Options
- Cover of the first edition
- Author: Robert Sheckley
- Language: English
- Genre: Science fiction, absurdist fiction, metafiction
- Publisher: Pyramid Books
- Publication date: 1975
- Publication place: United States
- Media type: print (paperback)
- Pages: 158
- ISBN: 978-0-515-03688-6
- Preceded by: Dimension of Miracles
- Followed by: The Alchemical Marriage of Alistair Crompton

= Options (novel) =

1975 novel by Robert Sheckley

Options is a 1975 absurdist science fiction novel by American writer Robert Sheckley, published in paperback by Pyramid Books. The first British edition appeared in 1977, and a French translation was published in 1979.

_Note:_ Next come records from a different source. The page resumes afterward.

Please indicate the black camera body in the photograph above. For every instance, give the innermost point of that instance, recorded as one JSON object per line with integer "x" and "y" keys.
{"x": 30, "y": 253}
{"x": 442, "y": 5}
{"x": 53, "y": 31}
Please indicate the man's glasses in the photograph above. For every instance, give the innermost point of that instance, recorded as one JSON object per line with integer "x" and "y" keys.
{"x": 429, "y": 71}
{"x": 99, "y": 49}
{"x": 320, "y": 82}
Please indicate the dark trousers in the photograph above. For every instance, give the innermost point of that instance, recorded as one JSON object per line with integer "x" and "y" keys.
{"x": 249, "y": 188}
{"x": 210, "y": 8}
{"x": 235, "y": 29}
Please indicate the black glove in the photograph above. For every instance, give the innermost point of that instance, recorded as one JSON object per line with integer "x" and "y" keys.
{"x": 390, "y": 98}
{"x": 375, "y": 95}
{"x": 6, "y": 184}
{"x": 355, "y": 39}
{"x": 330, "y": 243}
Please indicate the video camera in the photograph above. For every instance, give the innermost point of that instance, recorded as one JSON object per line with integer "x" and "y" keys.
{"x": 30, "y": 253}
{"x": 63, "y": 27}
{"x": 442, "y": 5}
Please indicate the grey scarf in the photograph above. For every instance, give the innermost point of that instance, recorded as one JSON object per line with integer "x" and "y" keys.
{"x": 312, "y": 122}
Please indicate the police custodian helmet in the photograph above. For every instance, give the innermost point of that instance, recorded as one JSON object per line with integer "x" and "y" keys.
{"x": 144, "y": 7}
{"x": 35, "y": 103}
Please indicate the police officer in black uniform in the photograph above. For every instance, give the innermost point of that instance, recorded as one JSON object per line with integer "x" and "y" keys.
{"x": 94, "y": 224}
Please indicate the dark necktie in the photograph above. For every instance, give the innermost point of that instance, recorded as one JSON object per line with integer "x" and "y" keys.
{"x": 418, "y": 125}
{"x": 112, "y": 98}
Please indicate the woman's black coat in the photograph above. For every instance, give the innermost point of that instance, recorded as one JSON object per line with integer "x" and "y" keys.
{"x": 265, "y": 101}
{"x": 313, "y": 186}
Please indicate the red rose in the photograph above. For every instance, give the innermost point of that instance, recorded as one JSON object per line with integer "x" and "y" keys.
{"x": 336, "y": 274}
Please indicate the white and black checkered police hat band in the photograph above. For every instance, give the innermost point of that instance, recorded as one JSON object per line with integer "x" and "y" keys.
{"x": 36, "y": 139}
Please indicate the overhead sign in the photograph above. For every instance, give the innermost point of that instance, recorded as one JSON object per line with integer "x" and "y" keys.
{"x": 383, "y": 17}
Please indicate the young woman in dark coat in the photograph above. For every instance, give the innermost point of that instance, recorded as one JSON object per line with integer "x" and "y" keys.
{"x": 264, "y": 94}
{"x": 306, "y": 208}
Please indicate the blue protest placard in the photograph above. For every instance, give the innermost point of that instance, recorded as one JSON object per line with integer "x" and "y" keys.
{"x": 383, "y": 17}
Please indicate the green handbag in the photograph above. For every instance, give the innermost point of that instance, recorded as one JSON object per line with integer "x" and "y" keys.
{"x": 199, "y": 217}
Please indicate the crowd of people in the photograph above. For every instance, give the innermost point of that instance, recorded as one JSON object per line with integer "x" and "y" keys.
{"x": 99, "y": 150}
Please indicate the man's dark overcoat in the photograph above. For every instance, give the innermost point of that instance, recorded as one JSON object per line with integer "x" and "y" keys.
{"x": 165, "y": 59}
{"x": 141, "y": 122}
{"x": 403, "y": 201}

The story is ostensibly about a marooned space traveller's attempt to get a spare part for his starship, the Intrepid III. He has a robotic guard, programmed to guard him against all planetary dangers. But soon he discovers that the robot has not been programmed for the planet where they are, with comic results. However, the narrative later descends into a mass of diversions, non-sequiturs and meditations on the nature of authorship. Eventually the diversions take over the book to the extent that the author openly introduces an increasingly bizarre succession of deus ex machina in an attempt to get the novel back on track, but eventually admits defeat.

==Reception==
Spider Robinson reviewed the novel favorably, declaring that although Sheckley deliberately broke most of the rules for successful storytelling, Options was "hilarious... an exploding cigarette, a velvet banana, a bearded tractor, a Presbyterian platypus."

Dave Langford reviewed Options for White Dwarf #86, and stated that "the author is 'unable' to construct a credible plot device to save the situation. Lots of fun but, for obvious reasons, not much plot."